Thursday 5 September 2019 6:39 pm

Women's Super League season preview: New-look division confident of building on World Cup platform

The Women’s Super League kicks off a new season on Saturday looking to build on the success of the summer’s World Cup and there is every indication it is on the right path.

Even before a ball has been kicked the signs are good. The 2019-20 campaign is the first with Barclays as the title sponsor, after they signed a three-year deal worth £10m in March, while the league has also sold its first overseas broadcast rights deal for a six-figure sum to Sky Mexico and Scandinavian broadcaster NENT.

With matches available for free elsewhere, via the newly-launched FA Player, it looks certain the WSL will benefit from its greatest ever exposure. 

Read more: What now for women’s football after a successful World Cup?


There may be some consternation among players around the short gap between this week’s friendly internationals and the first round of fixtures, but the overwhelming feeling is one of excitement. And with good reason. 

BOREHAMWOOD, ENGLAND - MAY 11: Arsenal women celebrate winning the Women's Super League after the WSL match between Arsenal Women and Manchester City at Meadow Park on May 11, 2019 in Borehamwood, England. (Photo by Catherine Ivill/Getty Images)
Arsenal scored 70 goals and conceded just 13 to win the WSL last season (Getty Images)

Manchester United and Tottenham were promoted last season to form a 12-team division which is England’s largest full-time women’s league to date. They both start in style this weekend, with United travelling to the Etihad Stadium for a first ever women’s Manchester derby, while Spurs head to Stamford Bridge on Sunday to play rivals Chelsea in front of a full house of 42,000 fans.

The Manchester derby is live on BT Sport, with City moving from the 7,000-seater Academy Stadium to the Etihad for only the second time and the first since 2014. 

Both City and Chelsea have given out free tickets to kick-start their seasons, but the ambition is there across the board, with Tottenham and West Ham also scheduling fixtures at the Tottenham Stadium and London Stadium respectively.

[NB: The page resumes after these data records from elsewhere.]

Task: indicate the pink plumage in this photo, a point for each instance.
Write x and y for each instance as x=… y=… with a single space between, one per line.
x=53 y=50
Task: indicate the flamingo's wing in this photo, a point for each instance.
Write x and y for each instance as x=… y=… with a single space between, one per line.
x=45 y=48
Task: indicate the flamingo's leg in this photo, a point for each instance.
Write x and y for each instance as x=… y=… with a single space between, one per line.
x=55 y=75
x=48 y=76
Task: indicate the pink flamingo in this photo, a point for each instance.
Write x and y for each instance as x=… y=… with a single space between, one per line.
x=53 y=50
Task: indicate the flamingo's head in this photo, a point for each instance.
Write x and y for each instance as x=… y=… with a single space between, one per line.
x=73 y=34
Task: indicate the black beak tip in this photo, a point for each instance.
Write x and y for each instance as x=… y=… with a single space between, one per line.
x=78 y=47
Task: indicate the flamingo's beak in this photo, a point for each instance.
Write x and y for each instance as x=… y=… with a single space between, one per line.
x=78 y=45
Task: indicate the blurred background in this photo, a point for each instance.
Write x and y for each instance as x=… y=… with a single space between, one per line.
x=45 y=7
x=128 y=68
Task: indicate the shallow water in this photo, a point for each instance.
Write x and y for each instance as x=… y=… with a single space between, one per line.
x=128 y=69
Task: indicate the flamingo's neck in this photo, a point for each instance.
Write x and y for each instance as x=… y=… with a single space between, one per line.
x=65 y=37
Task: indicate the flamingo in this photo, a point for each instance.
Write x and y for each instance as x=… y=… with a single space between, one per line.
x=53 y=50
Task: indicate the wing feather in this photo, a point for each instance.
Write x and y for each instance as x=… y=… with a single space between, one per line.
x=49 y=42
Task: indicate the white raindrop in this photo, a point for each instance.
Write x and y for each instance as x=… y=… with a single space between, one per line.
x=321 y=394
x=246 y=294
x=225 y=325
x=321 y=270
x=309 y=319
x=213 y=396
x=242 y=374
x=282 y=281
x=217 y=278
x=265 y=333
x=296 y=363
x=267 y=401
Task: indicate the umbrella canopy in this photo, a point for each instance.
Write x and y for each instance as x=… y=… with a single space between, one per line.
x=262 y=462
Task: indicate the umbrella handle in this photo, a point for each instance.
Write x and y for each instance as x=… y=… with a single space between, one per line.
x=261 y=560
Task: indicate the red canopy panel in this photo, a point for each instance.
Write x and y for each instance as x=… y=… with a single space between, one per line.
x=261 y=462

As City’s Demi Stokes told The Guardian this week: “We want it to become the norm and not to be a surprise.”

As for the football itself, we should have a competitive, high-quality title race. Defending champions Arsenal are favourites after winning 18 of their 20 games to finish seven points clear of City last year, but the chasing pack looks strong.

MANCHESTER, ENGLAND - SEPTEMBER 05: Demi Stokes of Manchester City Women looks on during a training session at Manchester City Football Academy on September 05, 2019 in Manchester, England. (Photo by Alex Livesey/Getty Images)
England defender Stokes is one of Manchester City’s key players (Getty Images)

City, who won the FA Cup and League Cup, have lost England winger Nikita Parris to European giants Lyon but have also added to their already deep ranks, while young stars Georgia Stanway and Lauren Hemp are expected to shine.

Emma Hayes’s Chelsea can challenge, while the addition of Casey Stoney’s United will add further difficulty to the mix. 


The hope is that with better backing, greater exposure and a more professional, settled make-up the Women’s Super League make good on its clear potential this season.